Por el otro, ese avance convivió con una señal de alerta: el comercio —uno de los motores de la economía urbana y del consumo interno— fue precisamente el sector que más ocupación perdió en el estado. Un contraste que matiza el optimismo de las cifras generales.
Los números que sí mejoraron
Más allá del crecimiento en la ocupación, varios indicadores apuntaron en la dirección correcta. La población desocupada se ubicó en 46 mil personas en el trimestre, lo que llevó la tasa de desempleo estatal a 2.7 por ciento de la Población Económicamente Activa, un nivel inferior al registrado un año antes.
La subocupación —es decir, las personas que tienen empleo pero necesitan y están disponibles para trabajar más horas— también mostró una mejora notable. Pasó de 11.1 por ciento de la población ocupada en el primer trimestre de 2025 a 6.2 por ciento en 2026, una caída que el propio indicador asocia con empleos de mejor calidad y con menos necesidad de complementar jornadas para llegar al ingreso deseado.
La señal de alerta: por qué importa la caída del comercio
Aquí está el dato que merece lectura fina. Que el comercio sea el sector con mayores pérdidas de ocupación no es un detalle estadístico aislado: el comercio es uno de los termómetros más directos del consumo de las familias. Cuando este sector recorta personal mientras el resto de la economía contrata, suele leerse como una señal de que el gasto de los hogares pierde fuerza, aun cuando haya más gente empleada.
Dicho de otro modo, los tamaulipecos podrían estar trabajando más, pero gastando con mayor cautela. Es ese desajuste entre un empleo que sube y un consumo que titubea lo que distingue a este trimestre de una recuperación plenamente sólida.
Qué mide la ENOE y por qué conviene seguirla
La ENOE es el instrumento estadístico de referencia para medir el pulso laboral en México.

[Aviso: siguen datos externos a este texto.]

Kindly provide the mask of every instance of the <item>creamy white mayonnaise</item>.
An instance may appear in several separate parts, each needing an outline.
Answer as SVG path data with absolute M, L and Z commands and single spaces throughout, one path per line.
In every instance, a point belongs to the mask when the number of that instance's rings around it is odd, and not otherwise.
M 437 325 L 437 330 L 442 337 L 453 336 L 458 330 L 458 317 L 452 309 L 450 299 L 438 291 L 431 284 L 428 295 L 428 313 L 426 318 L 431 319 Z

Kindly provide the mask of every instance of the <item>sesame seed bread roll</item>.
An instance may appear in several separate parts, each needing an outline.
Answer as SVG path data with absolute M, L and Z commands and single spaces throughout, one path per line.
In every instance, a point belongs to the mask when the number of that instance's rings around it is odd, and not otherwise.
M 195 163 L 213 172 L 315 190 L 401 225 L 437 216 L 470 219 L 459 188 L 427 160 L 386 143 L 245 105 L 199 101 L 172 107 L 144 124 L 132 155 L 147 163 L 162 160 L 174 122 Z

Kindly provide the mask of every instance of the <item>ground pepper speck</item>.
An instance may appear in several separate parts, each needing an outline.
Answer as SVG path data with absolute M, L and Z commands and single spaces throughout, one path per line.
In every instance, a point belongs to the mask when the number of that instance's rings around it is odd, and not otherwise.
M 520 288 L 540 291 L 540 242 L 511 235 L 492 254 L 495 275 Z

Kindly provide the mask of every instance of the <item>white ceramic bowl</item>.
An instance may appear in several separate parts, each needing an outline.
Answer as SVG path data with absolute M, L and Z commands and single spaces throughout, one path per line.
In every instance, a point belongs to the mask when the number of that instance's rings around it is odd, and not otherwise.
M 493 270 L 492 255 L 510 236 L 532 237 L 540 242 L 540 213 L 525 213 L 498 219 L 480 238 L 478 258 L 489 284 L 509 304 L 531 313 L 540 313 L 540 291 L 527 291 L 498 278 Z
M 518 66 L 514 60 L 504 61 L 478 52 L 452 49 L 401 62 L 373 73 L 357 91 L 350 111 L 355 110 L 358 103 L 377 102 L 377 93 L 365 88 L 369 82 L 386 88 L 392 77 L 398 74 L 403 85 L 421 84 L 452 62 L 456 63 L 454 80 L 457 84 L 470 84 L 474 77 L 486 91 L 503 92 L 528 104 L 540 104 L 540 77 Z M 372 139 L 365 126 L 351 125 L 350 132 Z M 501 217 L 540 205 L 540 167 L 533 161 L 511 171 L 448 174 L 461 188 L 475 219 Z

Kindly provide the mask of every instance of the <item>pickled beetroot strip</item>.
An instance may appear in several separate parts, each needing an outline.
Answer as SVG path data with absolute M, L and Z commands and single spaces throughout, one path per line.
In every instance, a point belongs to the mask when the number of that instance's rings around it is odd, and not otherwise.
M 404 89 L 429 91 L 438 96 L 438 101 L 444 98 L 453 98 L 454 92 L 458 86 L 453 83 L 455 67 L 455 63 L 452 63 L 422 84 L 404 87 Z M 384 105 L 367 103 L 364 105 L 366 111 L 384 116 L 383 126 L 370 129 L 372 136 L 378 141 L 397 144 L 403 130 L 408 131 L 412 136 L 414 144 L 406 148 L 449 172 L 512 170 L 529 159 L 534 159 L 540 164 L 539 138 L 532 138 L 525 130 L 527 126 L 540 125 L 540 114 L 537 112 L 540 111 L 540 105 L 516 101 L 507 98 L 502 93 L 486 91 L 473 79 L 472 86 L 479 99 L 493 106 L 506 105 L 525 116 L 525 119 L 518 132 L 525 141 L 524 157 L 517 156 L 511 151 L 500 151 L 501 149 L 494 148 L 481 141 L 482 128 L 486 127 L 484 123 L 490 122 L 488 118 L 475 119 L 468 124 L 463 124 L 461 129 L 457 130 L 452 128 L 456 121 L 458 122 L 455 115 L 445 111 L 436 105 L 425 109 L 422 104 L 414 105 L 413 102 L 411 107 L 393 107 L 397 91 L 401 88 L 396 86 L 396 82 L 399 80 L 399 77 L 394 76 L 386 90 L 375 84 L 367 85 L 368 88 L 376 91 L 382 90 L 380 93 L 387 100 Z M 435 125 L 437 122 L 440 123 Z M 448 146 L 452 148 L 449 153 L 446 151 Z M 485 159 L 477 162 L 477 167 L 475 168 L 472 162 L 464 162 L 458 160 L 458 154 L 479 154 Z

Permite seguir la evolución de la ocupación, el desempleo, la informalidad y la subocupación en las 32 entidades del país, así como en ciudades de distintos tamaños, lo que la convierte en la fuente más confiable para entender hacia dónde se mueve el mercado de trabajo estatal trimestre con trimestre.
La pregunta de fondo
Los datos del primer trimestre dejan a Tamaulipas en una posición ambivalente: con un mercado laboral más amplio y formal, pero con un consumo que da señales de fatiga. La incógnita que abrirá el siguiente corte de la ENOE es si la debilidad del comercio fue un tropiezo puntual o el primer síntoma de que el bolsillo de las familias tamaulipecas empieza a apretarse pese a las buenas cifras de empleo.